Usage Examples

Common usage patterns for Mini-ImagePipe.

Table of contents

  1. Basic Pipeline
  2. Batch Processing
  3. Runtime Parameter Updates
  4. Error Handling
    1. Basic Error Checking
    2. Custom Error Callback
  5. Pipeline Configuration
  6. Performance Tips

Basic Pipeline

#include "pipeline.h"
#include "operators/resize.h"
#include "operators/color_convert.h"
#include "operators/gaussian_blur.h"
#include "operators/sobel.h"

using namespace mini_image_pipe;

int main() {
    PipelineConfig config;
    config.numStreams = 4;
    Pipeline pipeline(config);

    // Add operators
    auto resize = std::make_shared<ResizeOperator>(320, 240, InterpolationMode::BILINEAR);
    auto gray   = std::make_shared<ColorConvertOperator>(ColorConversionType::RGB_TO_GRAY);
    auto blur   = std::make_shared<GaussianBlurOperator>(GaussianKernelSize::KERNEL_5x5);
    auto sobel  = std::make_shared<SobelOperator>();

    int n1 = pipeline.addOperator("Resize", resize);
    int n2 = pipeline.addOperator("Gray",   gray);
    int n3 = pipeline.addOperator("Blur",   blur);
    int n4 = pipeline.addOperator("Sobel",  sobel);

    // Connect: Resize -> Gray -> Blur -> Sobel
    pipeline.connect(n1, n2);
    pipeline.connect(n2, n3);
    pipeline.connect(n3, n4);

    // Set input and execute
    pipeline.setInput(n1, d_input, width, height, channels);
    pipeline.execute();

    // Get output
    void* output = pipeline.getOutput(n4);
    return 0;
}

Batch Processing

For processing multiple frames efficiently:

std::vector<void*> inputs = {...};  // Array of device pointers
std::vector<void*> outputs;

Pipeline pipeline;
// ... setup pipeline ...

cudaError_t err = pipeline.executeBatch(inputs, outputs, width, height, channels);

The batch executor:

  • Processes frames concurrently across multiple streams
  • Reuses allocated buffers between frames
  • Synchronizes only at the end of each batch

Runtime Parameter Updates

Operators can be reconfigured between executions:

auto resizeOp = std::make_shared<ResizeOperator>(640, 480);
pipeline.addOperator("Resize", resizeOp);

// Later, change target size
resizeOp->setTargetSize(320, 240);
pipeline.reset();
pipeline.setInput(...);
pipeline.execute();

Error Handling

Basic Error Checking

cudaError_t err = pipeline.execute();
if (err != cudaSuccess) {
    std::cerr << "Pipeline failed: " << cudaGetErrorString(err) << std::endl;
    // Check individual task states
    for (const auto& task : pipeline.getTaskGraph().getTasks()) {
        if (task.state.load() == TaskState::FAILED) {
            std::cerr << "Task " << task.name << " failed" << std::endl;
        }
    }
}

Custom Error Callback

pipeline.getScheduler().setErrorCallback([](int taskId, cudaError_t err) {
    std::cerr << "Task " << taskId << " failed with error: " 
              << cudaGetErrorString(err) << std::endl;
});

Pipeline Configuration

PipelineConfig config;
config.numStreams = 4;                        // CUDA streams for parallelism
config.pinnedPoolSize = 64 * 1024 * 1024;     // 64MB pinned memory pool
config.devicePoolSize = 256 * 1024 * 1024;    // 256MB device memory pool
config.enableProfiling = true;                // Enable CUDA profiling
config.maxBatchSize = 16;                     // Maximum frames per batch

Pipeline pipeline(config);

Performance Tips

  1. Match streams to workload: Use 2-4 streams for most workloads.
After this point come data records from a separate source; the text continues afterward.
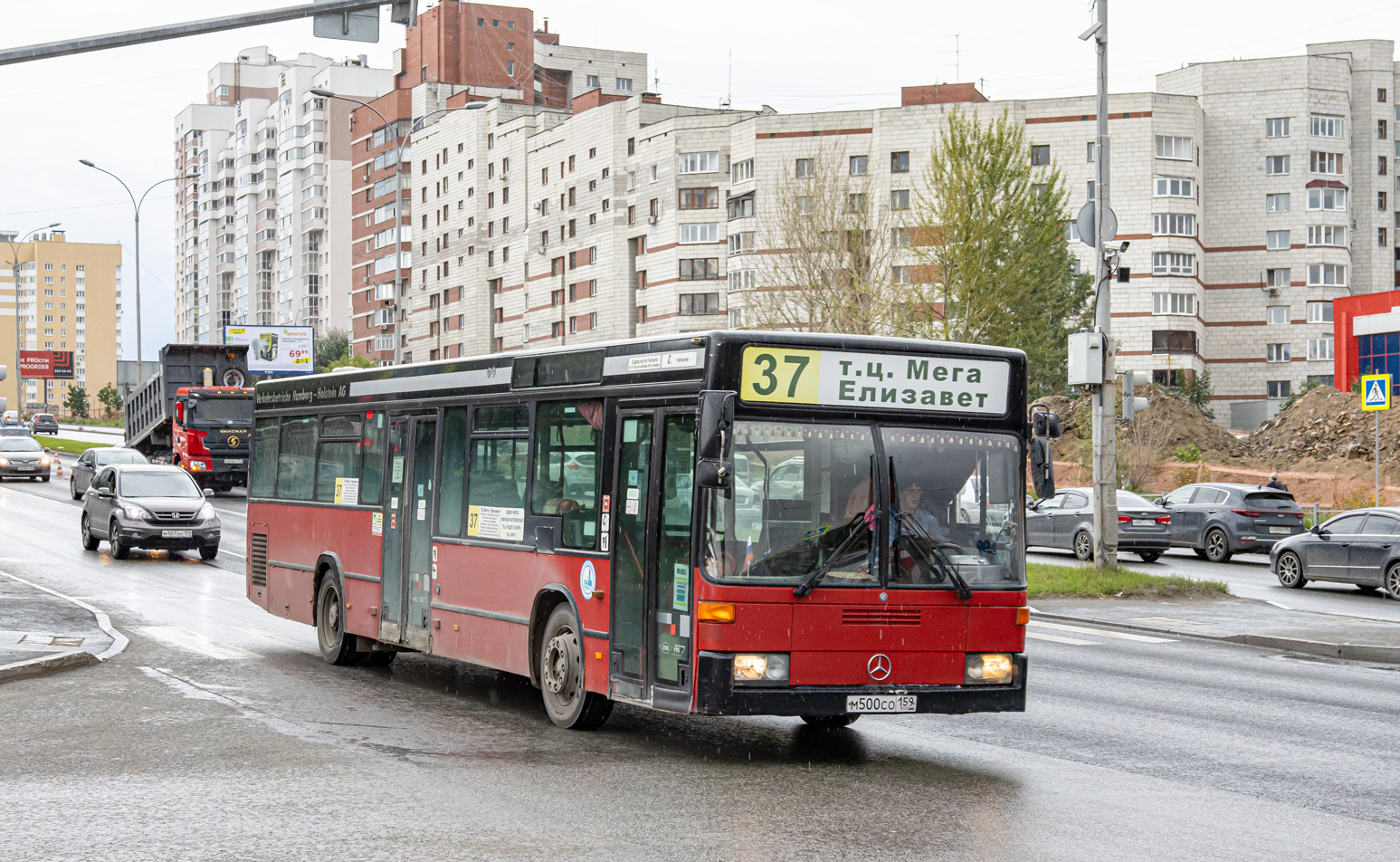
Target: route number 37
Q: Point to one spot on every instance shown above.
(780, 376)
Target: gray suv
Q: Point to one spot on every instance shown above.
(1221, 519)
(148, 506)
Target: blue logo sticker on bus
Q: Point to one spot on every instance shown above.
(586, 579)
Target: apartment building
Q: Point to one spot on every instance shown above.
(262, 217)
(69, 299)
(458, 55)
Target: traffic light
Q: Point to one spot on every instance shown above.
(1131, 404)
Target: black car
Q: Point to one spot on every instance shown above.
(43, 424)
(23, 457)
(156, 506)
(1066, 521)
(1221, 519)
(1359, 547)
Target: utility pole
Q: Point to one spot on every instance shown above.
(1105, 407)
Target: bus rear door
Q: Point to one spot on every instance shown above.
(652, 582)
(407, 540)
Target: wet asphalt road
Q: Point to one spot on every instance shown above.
(222, 734)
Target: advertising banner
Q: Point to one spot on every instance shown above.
(276, 350)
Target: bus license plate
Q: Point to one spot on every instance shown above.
(881, 703)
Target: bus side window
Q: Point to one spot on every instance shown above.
(568, 445)
(263, 480)
(452, 473)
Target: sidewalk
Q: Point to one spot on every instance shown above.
(1238, 621)
(41, 632)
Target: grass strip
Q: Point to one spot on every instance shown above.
(1088, 582)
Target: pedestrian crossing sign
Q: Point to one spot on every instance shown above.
(1375, 393)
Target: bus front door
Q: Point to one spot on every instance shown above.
(407, 541)
(652, 582)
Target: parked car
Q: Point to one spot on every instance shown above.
(23, 457)
(43, 424)
(1359, 547)
(1066, 522)
(156, 506)
(95, 458)
(1221, 519)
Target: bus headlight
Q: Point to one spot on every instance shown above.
(757, 669)
(988, 669)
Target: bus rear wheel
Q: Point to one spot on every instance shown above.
(562, 675)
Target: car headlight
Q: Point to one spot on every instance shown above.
(988, 669)
(760, 669)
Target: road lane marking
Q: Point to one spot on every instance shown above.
(1059, 639)
(196, 642)
(1100, 632)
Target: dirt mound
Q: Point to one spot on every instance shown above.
(1325, 425)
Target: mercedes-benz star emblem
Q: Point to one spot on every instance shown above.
(878, 666)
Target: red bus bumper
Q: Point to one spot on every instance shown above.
(716, 694)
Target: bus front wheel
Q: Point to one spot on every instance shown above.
(562, 675)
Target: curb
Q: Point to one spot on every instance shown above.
(1354, 652)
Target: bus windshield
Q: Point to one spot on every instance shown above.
(813, 496)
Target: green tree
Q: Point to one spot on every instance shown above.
(990, 230)
(110, 399)
(77, 403)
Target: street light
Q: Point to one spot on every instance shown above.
(136, 206)
(398, 207)
(18, 345)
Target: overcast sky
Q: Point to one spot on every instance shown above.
(117, 107)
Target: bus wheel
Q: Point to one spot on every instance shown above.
(562, 675)
(337, 646)
(832, 722)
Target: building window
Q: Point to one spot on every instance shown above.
(1174, 303)
(1325, 163)
(699, 303)
(1175, 187)
(1172, 263)
(1174, 225)
(1328, 275)
(1326, 125)
(1169, 146)
(1174, 340)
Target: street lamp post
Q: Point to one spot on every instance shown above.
(18, 345)
(136, 206)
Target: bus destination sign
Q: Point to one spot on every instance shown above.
(881, 380)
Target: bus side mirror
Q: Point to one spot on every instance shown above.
(714, 439)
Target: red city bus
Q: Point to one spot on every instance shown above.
(729, 523)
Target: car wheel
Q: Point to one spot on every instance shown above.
(1291, 570)
(1217, 545)
(562, 675)
(114, 539)
(89, 540)
(1084, 545)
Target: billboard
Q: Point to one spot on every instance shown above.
(276, 350)
(46, 365)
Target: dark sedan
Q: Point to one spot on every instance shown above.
(1221, 519)
(1359, 547)
(1066, 522)
(154, 506)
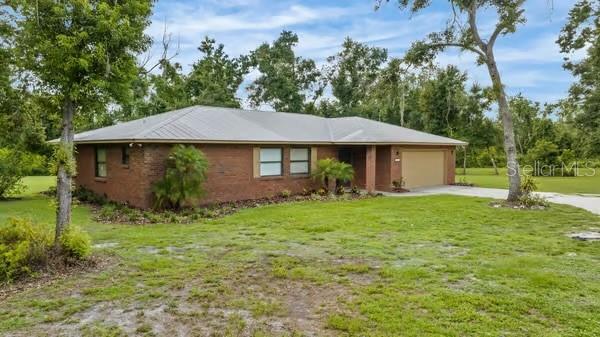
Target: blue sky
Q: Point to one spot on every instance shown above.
(529, 60)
Too many streams can hurt performance due to context switching.

  2. Reuse pipelines: Create once, execute many times. Buffer reuse significantly reduces allocation overhead.

  3. Batch processing: Use executeBatch() for video streams or image sequences.

  4. Memory pool sizing: Size pools to hold 2-3 frames worth of intermediate buffers.

  5. Operator fusion: When possible, combine operations to reduce memory bandwidth:

    // Good: Single operation
    auto op = std::make_shared<ComplexOperator>();
       
    // Avoid: Multiple small operations
    auto op1 = std::make_shared<Op1>();
    auto op2 = std::make_shared<Op2>();